TRENTON – A bill sponsored by Senate Environment Committee Chair, Senator Bob Smith, which would establish a new forest stewardship program in the Department of Environmental Protection (DEP) to protect privately-owned forests in the Garden State was approved today by the Senate, receiving a vote of 35-3.
“New Jersey has taken a bold step in pledging to drastically cut greenhouse gas emissions by the year 2020,” said Senator Smith, D-Middlesex and Somerset. “However, if we’re going to meet our greenhouse gas reduction goals in the next two decades, we need to protect our biggest weapon in the carbon-sequestering arsenal – our State’s lush forest land. Through this legislation, we’re extending support and incentives to good-faith forest stewards and ensuring that forestland will be preserved from overdevelopment and suburban sprawl.”

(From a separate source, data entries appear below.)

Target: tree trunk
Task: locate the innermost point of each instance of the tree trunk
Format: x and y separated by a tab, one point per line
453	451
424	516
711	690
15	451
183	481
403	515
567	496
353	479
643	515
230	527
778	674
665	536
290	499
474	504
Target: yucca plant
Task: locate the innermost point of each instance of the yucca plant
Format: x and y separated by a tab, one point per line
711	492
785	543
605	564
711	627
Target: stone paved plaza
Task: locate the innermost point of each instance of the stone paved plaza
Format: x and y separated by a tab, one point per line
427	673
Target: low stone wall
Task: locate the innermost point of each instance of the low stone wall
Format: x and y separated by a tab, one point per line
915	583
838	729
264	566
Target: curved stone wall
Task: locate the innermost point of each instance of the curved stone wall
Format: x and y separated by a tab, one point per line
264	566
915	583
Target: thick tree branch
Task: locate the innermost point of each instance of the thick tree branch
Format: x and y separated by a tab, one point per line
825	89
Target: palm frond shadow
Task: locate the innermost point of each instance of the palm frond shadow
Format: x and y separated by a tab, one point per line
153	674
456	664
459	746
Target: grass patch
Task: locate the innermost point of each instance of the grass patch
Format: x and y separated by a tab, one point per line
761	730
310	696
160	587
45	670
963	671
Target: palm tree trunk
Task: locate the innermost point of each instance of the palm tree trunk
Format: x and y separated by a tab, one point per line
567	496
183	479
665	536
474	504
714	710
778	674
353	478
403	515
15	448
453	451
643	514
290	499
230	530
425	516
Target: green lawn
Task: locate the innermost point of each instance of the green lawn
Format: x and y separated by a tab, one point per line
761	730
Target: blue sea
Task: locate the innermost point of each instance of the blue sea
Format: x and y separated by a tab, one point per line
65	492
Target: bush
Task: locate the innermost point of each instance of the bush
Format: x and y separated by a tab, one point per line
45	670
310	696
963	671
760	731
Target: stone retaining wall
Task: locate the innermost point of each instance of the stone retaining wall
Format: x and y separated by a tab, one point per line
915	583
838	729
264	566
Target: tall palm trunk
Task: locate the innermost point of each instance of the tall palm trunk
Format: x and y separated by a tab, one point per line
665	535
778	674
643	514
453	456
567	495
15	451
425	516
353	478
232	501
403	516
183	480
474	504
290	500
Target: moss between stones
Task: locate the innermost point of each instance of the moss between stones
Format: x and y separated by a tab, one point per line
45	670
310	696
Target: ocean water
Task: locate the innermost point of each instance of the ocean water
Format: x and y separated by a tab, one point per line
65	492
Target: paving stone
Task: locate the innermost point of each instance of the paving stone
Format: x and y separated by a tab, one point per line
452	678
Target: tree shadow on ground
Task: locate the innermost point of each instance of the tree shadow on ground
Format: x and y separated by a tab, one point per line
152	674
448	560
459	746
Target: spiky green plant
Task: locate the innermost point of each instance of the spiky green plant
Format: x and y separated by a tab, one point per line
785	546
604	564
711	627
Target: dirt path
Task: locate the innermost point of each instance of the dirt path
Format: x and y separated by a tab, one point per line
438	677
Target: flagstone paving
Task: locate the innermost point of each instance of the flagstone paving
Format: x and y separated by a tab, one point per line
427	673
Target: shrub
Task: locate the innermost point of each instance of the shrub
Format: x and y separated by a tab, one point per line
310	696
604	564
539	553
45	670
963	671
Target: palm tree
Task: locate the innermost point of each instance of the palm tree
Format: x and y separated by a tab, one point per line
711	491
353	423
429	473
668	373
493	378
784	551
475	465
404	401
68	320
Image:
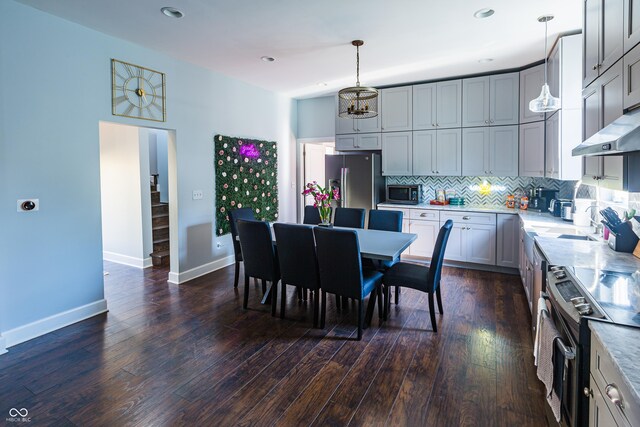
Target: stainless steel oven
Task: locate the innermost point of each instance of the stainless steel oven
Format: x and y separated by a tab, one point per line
570	308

The bill, S-713, would direct the DEP to establish a forest stewardship program for the owners of forest land who develop preservation and forest sustainability plans that meet national forest stewardship guidelines, subject to approval by the Department. The program would offer financial incentives, including cost-sharing for stewardship activities listed under DEP-approved plans if funding is available, and property tax breaks similar to the current farmland assessment program established by the Farmland Assessment Act of 1964. As amended, the bill would also provide that revenue generated from the Regional Greenhouse Gas Initiative auction that is dedicated to forest stewardship would go into a dedicated fund, to provide grants to people to assist in developing forest stewardship plans.

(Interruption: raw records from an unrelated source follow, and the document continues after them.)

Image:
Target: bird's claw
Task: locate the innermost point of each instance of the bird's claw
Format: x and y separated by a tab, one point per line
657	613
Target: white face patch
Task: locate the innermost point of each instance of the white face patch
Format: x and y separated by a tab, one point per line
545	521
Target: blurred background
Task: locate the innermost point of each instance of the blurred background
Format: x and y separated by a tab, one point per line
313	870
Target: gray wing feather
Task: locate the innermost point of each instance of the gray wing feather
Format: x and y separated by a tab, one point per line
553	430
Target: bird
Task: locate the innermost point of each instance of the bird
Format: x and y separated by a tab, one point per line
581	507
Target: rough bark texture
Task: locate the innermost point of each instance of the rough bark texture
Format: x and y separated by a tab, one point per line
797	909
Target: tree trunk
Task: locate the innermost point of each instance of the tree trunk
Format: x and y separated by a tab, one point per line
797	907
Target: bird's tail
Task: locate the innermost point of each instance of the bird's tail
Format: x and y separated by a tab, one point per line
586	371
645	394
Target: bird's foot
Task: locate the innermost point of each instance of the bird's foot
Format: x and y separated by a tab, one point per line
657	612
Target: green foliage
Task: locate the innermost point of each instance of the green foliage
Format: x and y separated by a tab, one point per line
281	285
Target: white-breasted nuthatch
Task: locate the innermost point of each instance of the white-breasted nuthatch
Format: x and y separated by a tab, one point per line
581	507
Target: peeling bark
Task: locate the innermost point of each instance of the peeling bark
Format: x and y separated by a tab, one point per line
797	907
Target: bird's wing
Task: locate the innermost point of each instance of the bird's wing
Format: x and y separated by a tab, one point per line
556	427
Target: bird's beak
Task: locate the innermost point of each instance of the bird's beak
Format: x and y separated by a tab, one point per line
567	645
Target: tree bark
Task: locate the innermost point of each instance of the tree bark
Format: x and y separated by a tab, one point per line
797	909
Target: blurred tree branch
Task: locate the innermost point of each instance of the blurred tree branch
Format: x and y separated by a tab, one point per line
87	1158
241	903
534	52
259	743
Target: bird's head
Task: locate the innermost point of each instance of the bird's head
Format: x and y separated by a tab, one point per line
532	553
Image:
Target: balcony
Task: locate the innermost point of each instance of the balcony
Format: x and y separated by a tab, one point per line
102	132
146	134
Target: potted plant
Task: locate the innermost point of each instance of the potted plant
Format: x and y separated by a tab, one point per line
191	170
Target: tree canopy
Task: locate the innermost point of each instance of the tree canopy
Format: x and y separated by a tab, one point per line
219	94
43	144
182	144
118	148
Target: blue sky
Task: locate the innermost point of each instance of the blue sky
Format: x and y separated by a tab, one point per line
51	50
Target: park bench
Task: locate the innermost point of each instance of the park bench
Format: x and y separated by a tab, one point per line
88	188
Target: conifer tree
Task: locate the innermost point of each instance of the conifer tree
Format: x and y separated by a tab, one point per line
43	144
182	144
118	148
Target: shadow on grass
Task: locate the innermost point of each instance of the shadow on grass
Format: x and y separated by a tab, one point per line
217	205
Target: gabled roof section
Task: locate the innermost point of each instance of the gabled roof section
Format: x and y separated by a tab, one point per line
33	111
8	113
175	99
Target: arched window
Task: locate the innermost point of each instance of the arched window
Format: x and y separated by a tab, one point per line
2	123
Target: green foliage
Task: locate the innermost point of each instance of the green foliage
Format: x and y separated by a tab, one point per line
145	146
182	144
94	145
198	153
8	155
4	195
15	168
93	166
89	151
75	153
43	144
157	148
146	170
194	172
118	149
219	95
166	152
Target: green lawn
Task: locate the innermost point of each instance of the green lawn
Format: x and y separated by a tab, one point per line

“New Jersey has the resources and expertise to support private forest owners in being good stewards of their land,” said Senator Smith. “We need to provide strong incentives, including tax breaks and organizational support, to encourage forest owners to make the best environmental decisions for the State of New Jersey. This bill is about tapping existing State programs to preserve carbon-sequestering forests in danger of development.”

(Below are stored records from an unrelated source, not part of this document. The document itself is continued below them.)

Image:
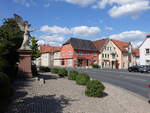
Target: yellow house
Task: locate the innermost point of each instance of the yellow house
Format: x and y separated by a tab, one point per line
114	54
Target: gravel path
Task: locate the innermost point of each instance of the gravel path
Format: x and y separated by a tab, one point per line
60	95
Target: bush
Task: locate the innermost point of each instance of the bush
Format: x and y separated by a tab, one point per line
95	66
34	70
62	72
55	70
5	87
72	75
82	78
94	88
44	69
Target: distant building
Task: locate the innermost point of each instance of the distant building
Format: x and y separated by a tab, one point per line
145	51
78	53
114	54
136	53
47	55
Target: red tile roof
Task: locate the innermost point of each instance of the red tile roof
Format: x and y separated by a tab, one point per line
121	45
99	44
49	49
136	52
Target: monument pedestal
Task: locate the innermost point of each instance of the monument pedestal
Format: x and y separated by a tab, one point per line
25	62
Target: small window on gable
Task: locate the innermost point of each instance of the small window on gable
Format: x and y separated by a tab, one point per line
147	51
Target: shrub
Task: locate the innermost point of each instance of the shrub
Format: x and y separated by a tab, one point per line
34	70
62	72
55	70
94	88
5	87
44	69
72	75
82	78
95	66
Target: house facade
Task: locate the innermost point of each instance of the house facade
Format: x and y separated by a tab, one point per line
78	53
145	51
107	54
115	54
47	55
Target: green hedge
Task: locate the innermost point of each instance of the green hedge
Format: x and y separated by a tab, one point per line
95	66
62	72
94	88
5	87
44	69
55	70
82	78
72	75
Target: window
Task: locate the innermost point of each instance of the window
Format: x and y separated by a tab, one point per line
80	53
69	62
70	53
147	51
95	54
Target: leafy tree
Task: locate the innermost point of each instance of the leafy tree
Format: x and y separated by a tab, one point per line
11	38
34	46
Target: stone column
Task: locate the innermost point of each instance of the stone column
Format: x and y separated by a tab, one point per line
24	66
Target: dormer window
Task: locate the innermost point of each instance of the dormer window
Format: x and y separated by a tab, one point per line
147	51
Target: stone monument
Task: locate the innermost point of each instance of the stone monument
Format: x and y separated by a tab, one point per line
24	51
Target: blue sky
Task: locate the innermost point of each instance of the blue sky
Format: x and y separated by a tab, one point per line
57	20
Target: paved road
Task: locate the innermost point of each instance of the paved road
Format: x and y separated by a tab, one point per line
135	82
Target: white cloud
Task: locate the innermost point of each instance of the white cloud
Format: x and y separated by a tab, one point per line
129	9
55	40
55	29
83	31
81	2
108	28
136	37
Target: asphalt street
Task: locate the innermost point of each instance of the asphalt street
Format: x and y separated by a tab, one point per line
135	82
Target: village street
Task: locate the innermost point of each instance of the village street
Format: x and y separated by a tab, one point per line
135	82
60	95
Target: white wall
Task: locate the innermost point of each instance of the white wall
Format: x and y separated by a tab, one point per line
143	55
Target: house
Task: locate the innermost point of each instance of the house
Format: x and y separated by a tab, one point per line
47	55
56	59
136	53
78	53
114	53
145	51
107	53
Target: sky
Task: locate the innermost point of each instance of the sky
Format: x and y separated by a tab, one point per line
55	21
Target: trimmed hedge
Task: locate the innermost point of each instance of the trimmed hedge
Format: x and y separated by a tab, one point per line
55	70
62	72
94	88
44	69
95	66
82	79
72	75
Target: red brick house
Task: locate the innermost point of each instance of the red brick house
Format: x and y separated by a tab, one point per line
78	53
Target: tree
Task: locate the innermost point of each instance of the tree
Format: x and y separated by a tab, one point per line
11	38
34	46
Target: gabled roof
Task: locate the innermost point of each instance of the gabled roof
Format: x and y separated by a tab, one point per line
81	44
121	45
148	36
49	49
136	52
99	44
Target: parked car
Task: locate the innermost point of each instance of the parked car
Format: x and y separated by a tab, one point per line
144	69
134	69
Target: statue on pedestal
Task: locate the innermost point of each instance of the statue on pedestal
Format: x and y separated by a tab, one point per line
24	26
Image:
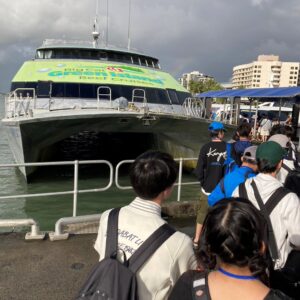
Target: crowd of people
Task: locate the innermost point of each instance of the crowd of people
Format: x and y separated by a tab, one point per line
247	235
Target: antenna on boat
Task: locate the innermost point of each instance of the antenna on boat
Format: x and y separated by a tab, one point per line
106	22
95	32
129	17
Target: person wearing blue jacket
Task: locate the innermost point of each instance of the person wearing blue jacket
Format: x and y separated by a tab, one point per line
227	184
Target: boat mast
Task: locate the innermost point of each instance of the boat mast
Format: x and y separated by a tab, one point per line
106	23
95	32
129	17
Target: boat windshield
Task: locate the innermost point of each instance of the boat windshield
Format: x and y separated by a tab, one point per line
89	91
98	54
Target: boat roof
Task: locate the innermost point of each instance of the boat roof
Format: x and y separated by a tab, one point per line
283	92
78	44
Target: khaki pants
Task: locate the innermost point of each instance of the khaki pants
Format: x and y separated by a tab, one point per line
203	208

Senator Smith noted that the bill is especially important given the high density of construction in the State, and the pressure to build on any open space in New Jersey. He added that New Jersey needs to provide financial incentives to private owners of forest land to relieve some of the pressure and stop the spread of suburban sprawl onto forest land.
“New Jersey is the most densely populated State in the nation, and the pressure to develop any open space for residential use is immense,” said Senator Smith. “As we reach potential build-out, acres and acres of forests are being cleared to make way for suburban sprawl. We need a concerted effort on the part of the State to fight efforts to pave over New Jersey’s forests and keep the green in the Garden State.”
The bill now heads to the Assembly for consideration.